In my own designs I often cheat and inject a bit more late-onset reflection energy via rear-firing drivers.

 

One of the reasons I prefer constant-directivity horns is that their off-axis energy tracks their on-axis energy well, such that the later-arriving reflections have more intact overtone patterns than if the off-axis energy had started out with the highs already rolled off.

 

If all goes well, the playback room’s inherent “small room signature” package of cues will have been disrupted by the early reflection arrival times presenting an inconsistent (and therefore weakened) picture, and also by the “temporal center of gravity” of the reflections indicating a larger room size than the actual room. If at the same time we have reverberation tails coming from all around which are indicating the much larger acoustic space of the recording venue, this can tip our perception in favor of the recording venue package of spatial cues. When this happens, and it is to some extent recording-dependent, the result is a “you are there” presentation wherein, with eyes closed, one has the perception of being within the acoustic space portrayed by the recording. For instance instead of the soundstage extending several feet behind speakers, it extends as deep as the recording cues indicate.

 

These are not the only factors in play, and the relevant principles can be applied to non-horn systems, but the typically narrower and more consistent radiation patterns of horn speakers can contribute to that elusive “you are there” presentation.

 

@phusis wrote:

"What about, and maybe when is the diffraction part most troublesome here; what’s inherent to - as a distinct sonic imprinting/coloration - the narrow slot section leading up to the horn widening at every volume level (i.e.: at lower levels as well), or more predominantly at higher, and perhaps only very high SPL’s? My understanding is it’s more the latter than the former, which urges the more pragmatic question of relevance in a given, domestic setting when, or rather if the issue seems to arise only at, say, +120dB levels."

Agreed, diffraction introduces a type of distortion to which the ear has a non-linear response; that is, the sonically detrimental effects of diffraction become more audible and objectionable as the SPL increases. If you’ve ever heard a PA system that sounded increasingly harsh as the volume level went up your instinct may have been that the system was distorting, but it was probably diffraction. Especially if the PA system could do this repeatedly without being destroyed, as power levels that drive speakers or amps into audible distortion can and does cause permanent damage to the speakers.

Fortunately in a home audio setting the SPL demands are not as high, and large diffraction horns that have found favor in home audio tend to be relatively "gentle" diffraction horns. Some of the bigger ones are imo quite benign even at loud home audio listening levels.

@phusis also wrote:

"I find horn size to be a factor as well, certainly with a lower crossover point and trying to maintain a fairly uniform dispersion pattern at the crossover with directivity control all the way down to the crossover. My finding here is that, generally, the larger the horn the less it sounds like a horn, and by that I mean a more relaxed, properly (i.e.: realistically) sized, dense and visceral sphere of sound.
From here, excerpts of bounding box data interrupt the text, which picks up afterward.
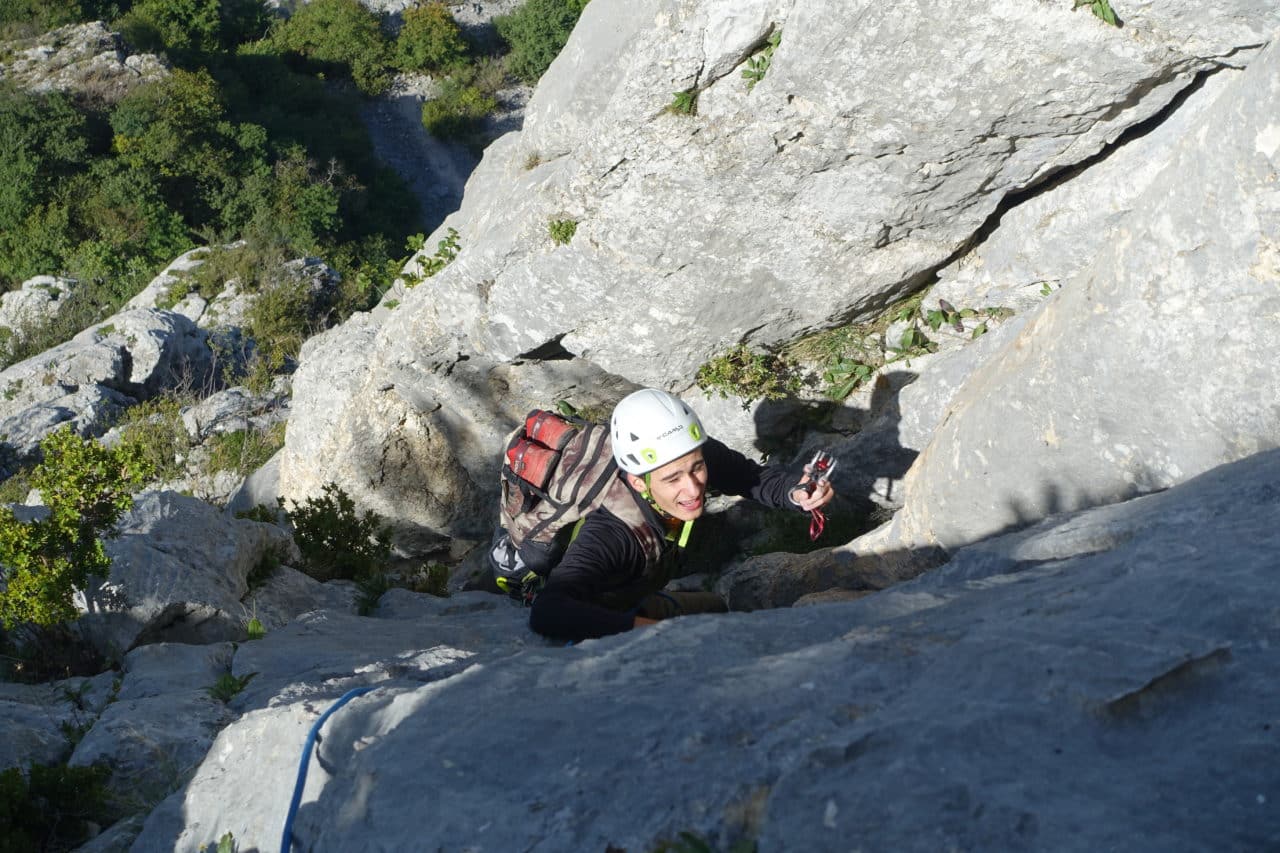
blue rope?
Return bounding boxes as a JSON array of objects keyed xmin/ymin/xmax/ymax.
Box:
[{"xmin": 280, "ymin": 686, "xmax": 378, "ymax": 853}]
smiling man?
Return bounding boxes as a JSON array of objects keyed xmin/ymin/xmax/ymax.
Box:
[{"xmin": 529, "ymin": 388, "xmax": 835, "ymax": 640}]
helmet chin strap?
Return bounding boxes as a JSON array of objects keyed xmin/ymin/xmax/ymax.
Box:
[{"xmin": 640, "ymin": 471, "xmax": 694, "ymax": 548}]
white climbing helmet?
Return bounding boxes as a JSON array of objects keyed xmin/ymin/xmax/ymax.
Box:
[{"xmin": 609, "ymin": 388, "xmax": 707, "ymax": 476}]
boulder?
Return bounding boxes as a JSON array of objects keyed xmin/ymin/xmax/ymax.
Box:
[
  {"xmin": 0, "ymin": 20, "xmax": 169, "ymax": 104},
  {"xmin": 280, "ymin": 0, "xmax": 1280, "ymax": 548},
  {"xmin": 133, "ymin": 451, "xmax": 1280, "ymax": 853},
  {"xmin": 0, "ymin": 310, "xmax": 212, "ymax": 476},
  {"xmin": 850, "ymin": 39, "xmax": 1280, "ymax": 553},
  {"xmin": 78, "ymin": 492, "xmax": 299, "ymax": 656},
  {"xmin": 0, "ymin": 275, "xmax": 77, "ymax": 341}
]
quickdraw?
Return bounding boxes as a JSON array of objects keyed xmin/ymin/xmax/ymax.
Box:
[{"xmin": 804, "ymin": 451, "xmax": 840, "ymax": 542}]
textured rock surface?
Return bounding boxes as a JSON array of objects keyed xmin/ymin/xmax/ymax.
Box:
[
  {"xmin": 280, "ymin": 325, "xmax": 634, "ymax": 537},
  {"xmin": 68, "ymin": 643, "xmax": 236, "ymax": 811},
  {"xmin": 870, "ymin": 39, "xmax": 1280, "ymax": 551},
  {"xmin": 0, "ymin": 275, "xmax": 76, "ymax": 339},
  {"xmin": 280, "ymin": 0, "xmax": 1280, "ymax": 542},
  {"xmin": 127, "ymin": 451, "xmax": 1280, "ymax": 852},
  {"xmin": 0, "ymin": 20, "xmax": 169, "ymax": 104},
  {"xmin": 0, "ymin": 309, "xmax": 212, "ymax": 475},
  {"xmin": 79, "ymin": 492, "xmax": 299, "ymax": 654}
]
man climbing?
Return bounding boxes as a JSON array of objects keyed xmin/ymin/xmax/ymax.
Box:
[{"xmin": 529, "ymin": 388, "xmax": 835, "ymax": 640}]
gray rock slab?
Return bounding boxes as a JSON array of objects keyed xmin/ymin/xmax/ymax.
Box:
[
  {"xmin": 118, "ymin": 643, "xmax": 236, "ymax": 702},
  {"xmin": 875, "ymin": 36, "xmax": 1280, "ymax": 549},
  {"xmin": 134, "ymin": 451, "xmax": 1280, "ymax": 853},
  {"xmin": 79, "ymin": 492, "xmax": 293, "ymax": 654}
]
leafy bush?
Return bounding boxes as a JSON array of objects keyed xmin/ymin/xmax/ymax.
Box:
[
  {"xmin": 0, "ymin": 763, "xmax": 111, "ymax": 853},
  {"xmin": 269, "ymin": 0, "xmax": 392, "ymax": 95},
  {"xmin": 112, "ymin": 393, "xmax": 193, "ymax": 480},
  {"xmin": 116, "ymin": 0, "xmax": 221, "ymax": 58},
  {"xmin": 394, "ymin": 0, "xmax": 467, "ymax": 72},
  {"xmin": 547, "ymin": 219, "xmax": 577, "ymax": 246},
  {"xmin": 667, "ymin": 88, "xmax": 698, "ymax": 115},
  {"xmin": 209, "ymin": 421, "xmax": 284, "ymax": 475},
  {"xmin": 205, "ymin": 672, "xmax": 257, "ymax": 702},
  {"xmin": 493, "ymin": 0, "xmax": 588, "ymax": 86},
  {"xmin": 422, "ymin": 70, "xmax": 498, "ymax": 147},
  {"xmin": 0, "ymin": 428, "xmax": 150, "ymax": 628},
  {"xmin": 742, "ymin": 29, "xmax": 782, "ymax": 92},
  {"xmin": 280, "ymin": 483, "xmax": 392, "ymax": 580}
]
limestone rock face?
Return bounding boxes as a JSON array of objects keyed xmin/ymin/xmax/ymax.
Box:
[
  {"xmin": 280, "ymin": 0, "xmax": 1280, "ymax": 543},
  {"xmin": 0, "ymin": 309, "xmax": 212, "ymax": 476},
  {"xmin": 0, "ymin": 275, "xmax": 76, "ymax": 339},
  {"xmin": 133, "ymin": 451, "xmax": 1280, "ymax": 853},
  {"xmin": 78, "ymin": 492, "xmax": 296, "ymax": 654},
  {"xmin": 415, "ymin": 0, "xmax": 1280, "ymax": 384},
  {"xmin": 870, "ymin": 39, "xmax": 1280, "ymax": 551},
  {"xmin": 0, "ymin": 20, "xmax": 169, "ymax": 104}
]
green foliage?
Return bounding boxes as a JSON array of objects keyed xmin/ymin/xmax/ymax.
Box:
[
  {"xmin": 422, "ymin": 70, "xmax": 498, "ymax": 149},
  {"xmin": 116, "ymin": 0, "xmax": 221, "ymax": 58},
  {"xmin": 205, "ymin": 672, "xmax": 257, "ymax": 702},
  {"xmin": 268, "ymin": 0, "xmax": 392, "ymax": 95},
  {"xmin": 493, "ymin": 0, "xmax": 588, "ymax": 86},
  {"xmin": 118, "ymin": 393, "xmax": 195, "ymax": 480},
  {"xmin": 206, "ymin": 421, "xmax": 284, "ymax": 476},
  {"xmin": 413, "ymin": 562, "xmax": 449, "ymax": 598},
  {"xmin": 742, "ymin": 29, "xmax": 782, "ymax": 92},
  {"xmin": 404, "ymin": 228, "xmax": 460, "ymax": 281},
  {"xmin": 0, "ymin": 763, "xmax": 111, "ymax": 853},
  {"xmin": 547, "ymin": 219, "xmax": 577, "ymax": 246},
  {"xmin": 667, "ymin": 88, "xmax": 698, "ymax": 115},
  {"xmin": 280, "ymin": 483, "xmax": 392, "ymax": 580},
  {"xmin": 394, "ymin": 0, "xmax": 467, "ymax": 72},
  {"xmin": 1071, "ymin": 0, "xmax": 1120, "ymax": 27},
  {"xmin": 696, "ymin": 343, "xmax": 800, "ymax": 405},
  {"xmin": 0, "ymin": 428, "xmax": 151, "ymax": 628},
  {"xmin": 236, "ymin": 503, "xmax": 280, "ymax": 524}
]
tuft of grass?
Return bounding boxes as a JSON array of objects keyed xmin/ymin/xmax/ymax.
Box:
[
  {"xmin": 205, "ymin": 672, "xmax": 257, "ymax": 703},
  {"xmin": 667, "ymin": 88, "xmax": 698, "ymax": 115},
  {"xmin": 1071, "ymin": 0, "xmax": 1123, "ymax": 27},
  {"xmin": 742, "ymin": 29, "xmax": 782, "ymax": 92},
  {"xmin": 547, "ymin": 219, "xmax": 577, "ymax": 246}
]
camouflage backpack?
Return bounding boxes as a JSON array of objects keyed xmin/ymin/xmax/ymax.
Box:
[{"xmin": 489, "ymin": 409, "xmax": 662, "ymax": 605}]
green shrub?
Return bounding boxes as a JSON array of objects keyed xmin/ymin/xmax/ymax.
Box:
[
  {"xmin": 118, "ymin": 393, "xmax": 195, "ymax": 480},
  {"xmin": 493, "ymin": 0, "xmax": 588, "ymax": 86},
  {"xmin": 280, "ymin": 483, "xmax": 392, "ymax": 580},
  {"xmin": 115, "ymin": 0, "xmax": 221, "ymax": 58},
  {"xmin": 0, "ymin": 428, "xmax": 151, "ymax": 628},
  {"xmin": 667, "ymin": 88, "xmax": 698, "ymax": 115},
  {"xmin": 547, "ymin": 219, "xmax": 577, "ymax": 246},
  {"xmin": 422, "ymin": 72, "xmax": 498, "ymax": 147},
  {"xmin": 696, "ymin": 343, "xmax": 800, "ymax": 405},
  {"xmin": 207, "ymin": 421, "xmax": 284, "ymax": 476},
  {"xmin": 742, "ymin": 29, "xmax": 782, "ymax": 92},
  {"xmin": 394, "ymin": 0, "xmax": 467, "ymax": 72},
  {"xmin": 269, "ymin": 0, "xmax": 392, "ymax": 95},
  {"xmin": 0, "ymin": 763, "xmax": 111, "ymax": 853}
]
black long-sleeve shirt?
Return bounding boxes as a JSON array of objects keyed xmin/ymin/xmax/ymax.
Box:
[{"xmin": 529, "ymin": 438, "xmax": 800, "ymax": 640}]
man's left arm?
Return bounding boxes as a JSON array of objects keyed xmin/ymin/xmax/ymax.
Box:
[{"xmin": 703, "ymin": 438, "xmax": 836, "ymax": 512}]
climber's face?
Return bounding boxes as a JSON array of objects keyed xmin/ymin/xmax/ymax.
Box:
[{"xmin": 627, "ymin": 447, "xmax": 707, "ymax": 521}]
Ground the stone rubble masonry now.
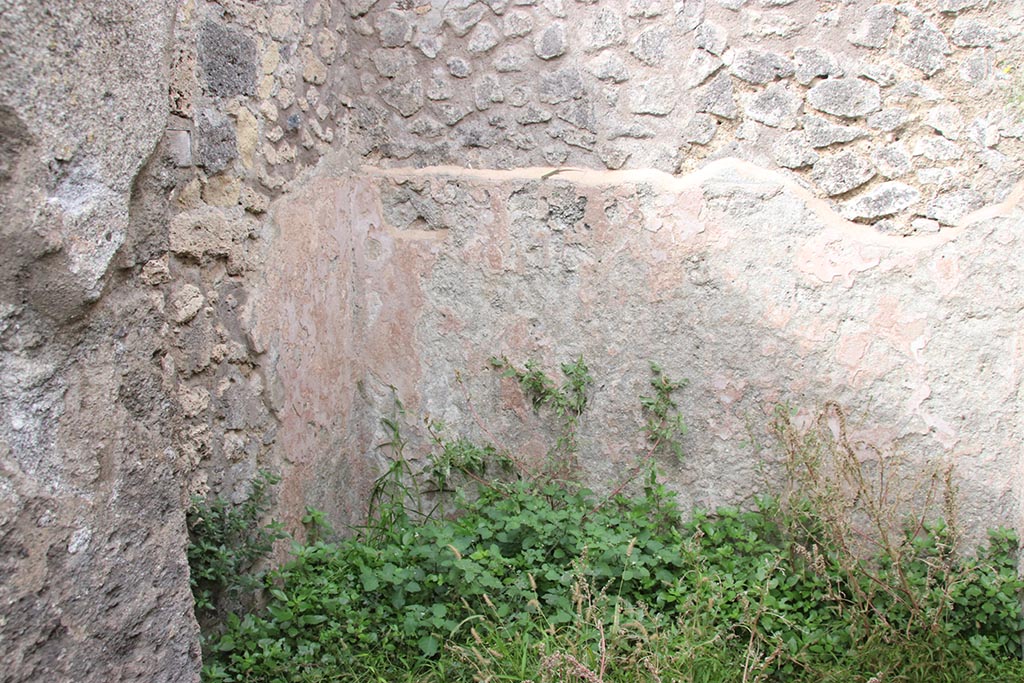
[0,0,1024,681]
[165,0,1024,233]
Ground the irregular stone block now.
[949,16,1004,47]
[492,46,529,74]
[171,285,206,325]
[370,47,416,78]
[380,78,424,118]
[800,114,867,147]
[925,104,964,140]
[502,11,534,38]
[584,7,626,51]
[626,0,666,19]
[198,22,257,97]
[913,135,964,161]
[683,48,722,88]
[534,22,567,59]
[447,57,473,78]
[515,104,553,126]
[630,26,670,67]
[897,14,952,76]
[675,0,705,32]
[811,152,874,197]
[745,83,804,129]
[466,22,501,54]
[537,67,586,104]
[939,0,989,14]
[587,52,630,83]
[374,9,413,47]
[683,114,718,144]
[925,188,985,225]
[794,47,843,85]
[957,50,992,85]
[629,76,679,116]
[847,4,896,49]
[693,22,729,57]
[196,109,239,173]
[872,142,912,180]
[444,4,486,38]
[473,74,505,112]
[841,182,921,220]
[771,131,818,168]
[729,48,796,85]
[867,106,910,133]
[807,78,882,119]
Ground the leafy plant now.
[490,356,594,477]
[186,470,286,617]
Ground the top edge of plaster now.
[359,158,1024,249]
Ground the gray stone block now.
[745,83,804,129]
[196,109,239,173]
[897,10,952,76]
[771,131,818,168]
[729,48,796,85]
[800,114,867,147]
[693,72,739,119]
[693,22,729,56]
[630,26,671,67]
[811,152,874,197]
[807,78,882,119]
[198,22,256,97]
[683,114,718,144]
[534,22,568,59]
[871,142,912,180]
[841,182,921,220]
[847,4,896,48]
[794,47,843,85]
[374,9,413,47]
[925,188,985,225]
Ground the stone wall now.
[259,160,1024,539]
[163,0,1024,521]
[0,0,199,682]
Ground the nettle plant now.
[194,358,1024,683]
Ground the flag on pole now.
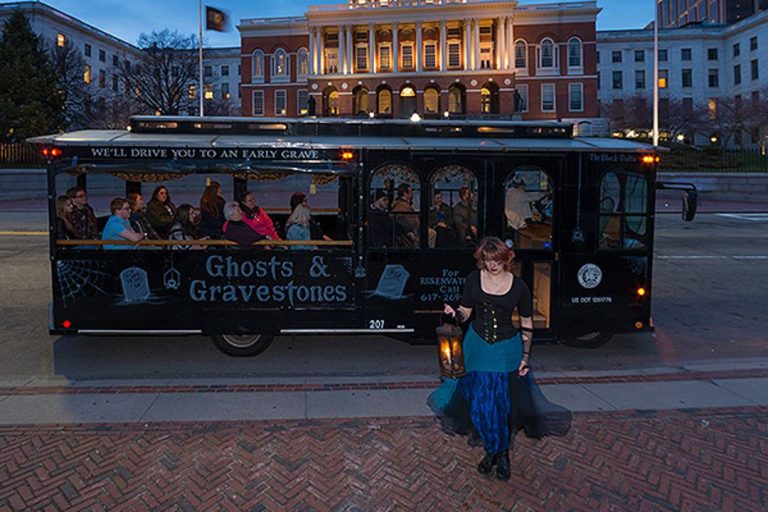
[205,5,229,32]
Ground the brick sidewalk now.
[0,407,768,512]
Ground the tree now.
[120,29,201,115]
[0,12,65,142]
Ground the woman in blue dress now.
[429,237,570,480]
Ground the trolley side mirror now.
[656,181,699,222]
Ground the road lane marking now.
[0,231,50,236]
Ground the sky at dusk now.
[31,0,654,46]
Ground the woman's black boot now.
[477,452,496,475]
[496,450,512,481]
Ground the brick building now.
[238,0,599,127]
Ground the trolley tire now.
[563,331,614,348]
[211,334,274,357]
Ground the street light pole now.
[653,0,659,147]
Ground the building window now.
[635,69,645,90]
[355,44,368,71]
[253,91,264,116]
[611,71,624,91]
[296,89,309,116]
[400,44,413,70]
[515,41,528,69]
[275,89,288,116]
[448,43,461,68]
[539,39,555,69]
[424,43,437,69]
[568,37,583,69]
[707,69,720,88]
[659,69,669,89]
[541,84,555,112]
[568,84,584,112]
[251,50,264,82]
[681,69,693,88]
[272,48,290,81]
[296,48,309,77]
[379,45,392,71]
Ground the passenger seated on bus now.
[453,186,477,247]
[168,203,208,250]
[67,187,99,240]
[147,185,176,238]
[222,201,266,246]
[56,196,75,240]
[101,197,144,250]
[368,190,395,247]
[126,192,160,240]
[391,183,419,247]
[240,192,280,240]
[285,204,317,250]
[200,181,227,240]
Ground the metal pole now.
[653,0,659,147]
[197,0,205,117]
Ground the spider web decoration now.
[56,260,112,306]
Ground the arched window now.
[272,48,290,81]
[427,165,480,249]
[424,87,440,116]
[352,86,370,115]
[448,84,465,114]
[515,39,528,69]
[539,38,556,69]
[296,48,309,77]
[368,163,421,249]
[251,50,264,82]
[568,37,583,69]
[376,87,392,116]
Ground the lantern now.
[436,323,466,379]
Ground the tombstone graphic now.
[373,265,411,300]
[120,267,150,302]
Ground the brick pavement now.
[0,407,768,512]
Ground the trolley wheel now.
[563,332,613,348]
[212,334,274,357]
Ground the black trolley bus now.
[33,116,695,355]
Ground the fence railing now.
[659,147,768,173]
[0,143,45,169]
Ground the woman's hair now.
[285,204,312,226]
[56,196,73,231]
[200,181,221,217]
[151,185,173,204]
[474,236,515,272]
[175,203,197,238]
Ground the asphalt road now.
[0,212,768,382]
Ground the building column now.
[472,18,480,69]
[368,24,376,73]
[415,21,423,73]
[347,25,355,75]
[392,22,400,72]
[440,20,448,71]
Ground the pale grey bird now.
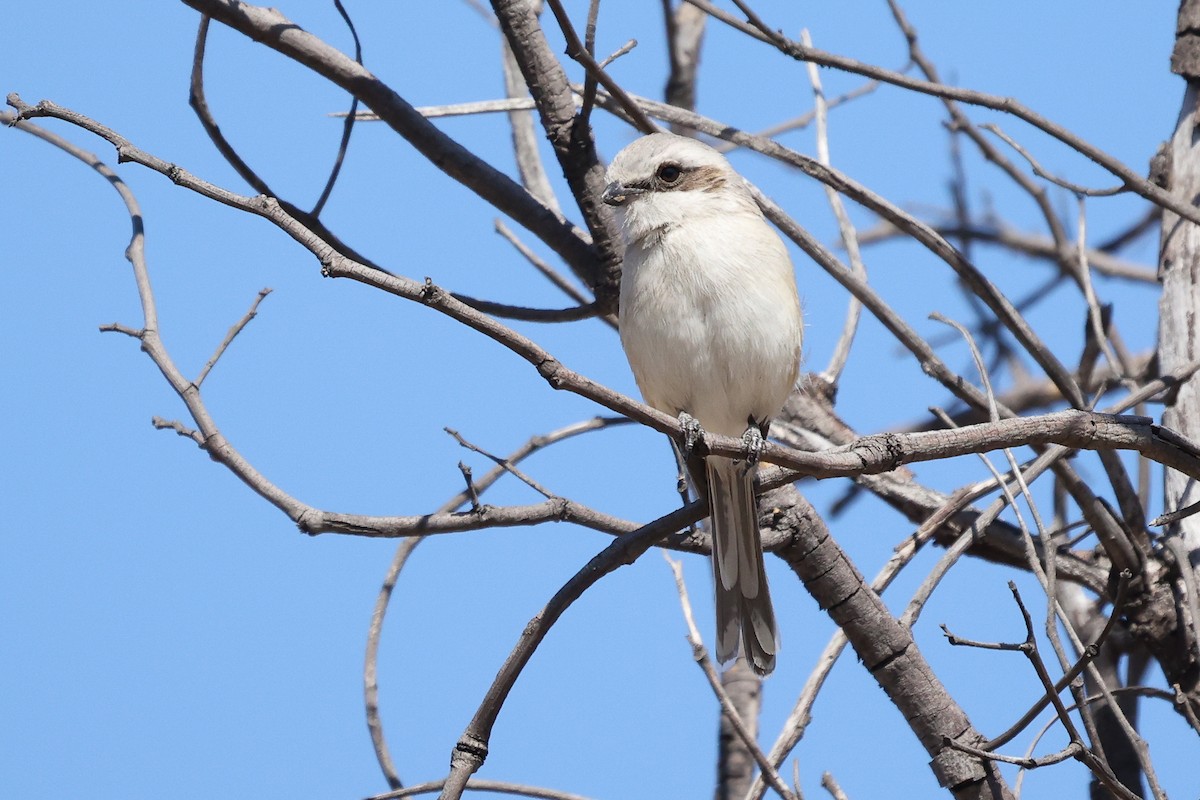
[604,133,803,675]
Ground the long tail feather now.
[706,456,779,675]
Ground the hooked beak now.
[600,181,646,205]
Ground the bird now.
[602,132,804,675]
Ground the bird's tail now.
[706,456,779,675]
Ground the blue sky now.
[0,0,1198,799]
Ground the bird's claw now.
[742,425,763,467]
[679,411,704,459]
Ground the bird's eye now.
[658,164,683,184]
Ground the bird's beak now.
[600,181,646,205]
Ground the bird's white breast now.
[620,212,802,435]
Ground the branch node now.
[929,736,988,789]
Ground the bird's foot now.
[679,411,704,461]
[742,425,763,467]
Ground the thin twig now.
[196,288,271,387]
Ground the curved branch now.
[174,0,596,280]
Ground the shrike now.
[604,133,803,675]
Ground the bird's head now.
[604,133,758,242]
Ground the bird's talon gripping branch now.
[679,411,704,458]
[742,425,763,467]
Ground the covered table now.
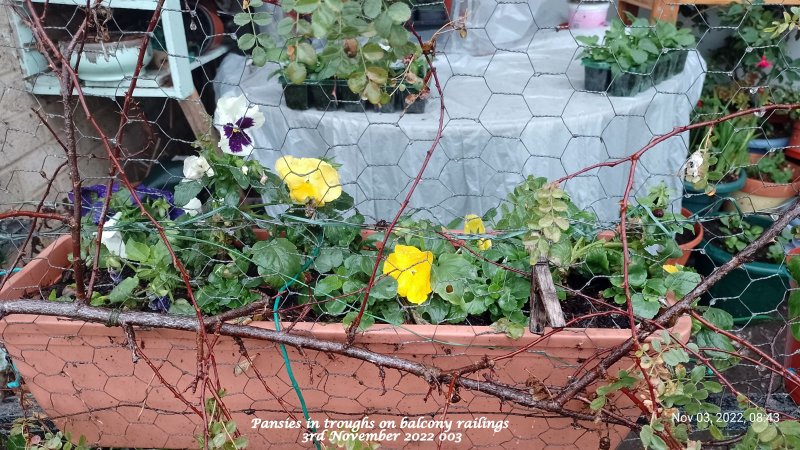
[215,0,705,223]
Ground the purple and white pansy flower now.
[214,95,264,157]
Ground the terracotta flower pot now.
[0,236,691,449]
[667,208,703,266]
[784,120,800,160]
[733,154,800,213]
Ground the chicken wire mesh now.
[0,0,797,448]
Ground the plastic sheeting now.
[215,0,705,223]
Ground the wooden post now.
[530,259,566,334]
[178,89,213,139]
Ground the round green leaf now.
[364,0,383,19]
[237,33,256,50]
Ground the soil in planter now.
[32,266,636,329]
[561,273,630,328]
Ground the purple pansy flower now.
[214,95,264,157]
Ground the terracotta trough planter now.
[0,236,691,450]
[733,154,800,213]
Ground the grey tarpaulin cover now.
[215,0,705,223]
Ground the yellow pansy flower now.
[275,156,342,206]
[661,264,680,273]
[383,245,433,305]
[464,214,492,250]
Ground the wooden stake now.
[530,259,566,334]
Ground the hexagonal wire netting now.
[0,0,800,449]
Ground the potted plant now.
[784,248,800,404]
[683,103,755,215]
[575,15,694,97]
[696,214,791,323]
[0,103,699,448]
[260,1,419,111]
[732,152,800,213]
[773,89,800,161]
[575,19,661,97]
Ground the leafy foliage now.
[747,152,794,184]
[575,15,695,76]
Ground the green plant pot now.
[306,80,338,111]
[280,77,308,111]
[695,216,789,323]
[581,59,611,92]
[683,169,747,216]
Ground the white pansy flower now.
[181,197,203,217]
[183,156,214,180]
[95,212,128,259]
[214,95,264,157]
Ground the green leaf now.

What are your thoughts on sheer horn size here?"

Yes!! There are definitely advantages to pushing the crossover point down fairly low, and there are advantages to the fairly narrow and exceptionally uniform radiation pattern of good big horns. And big horns tend to use large-format compression drivers, which ime impart a sense of ease to the music and sense of palpability (for lack of a better term) to the sound images that make it hard to go back to lesser compression drivers, let alone cones ’n’ domes.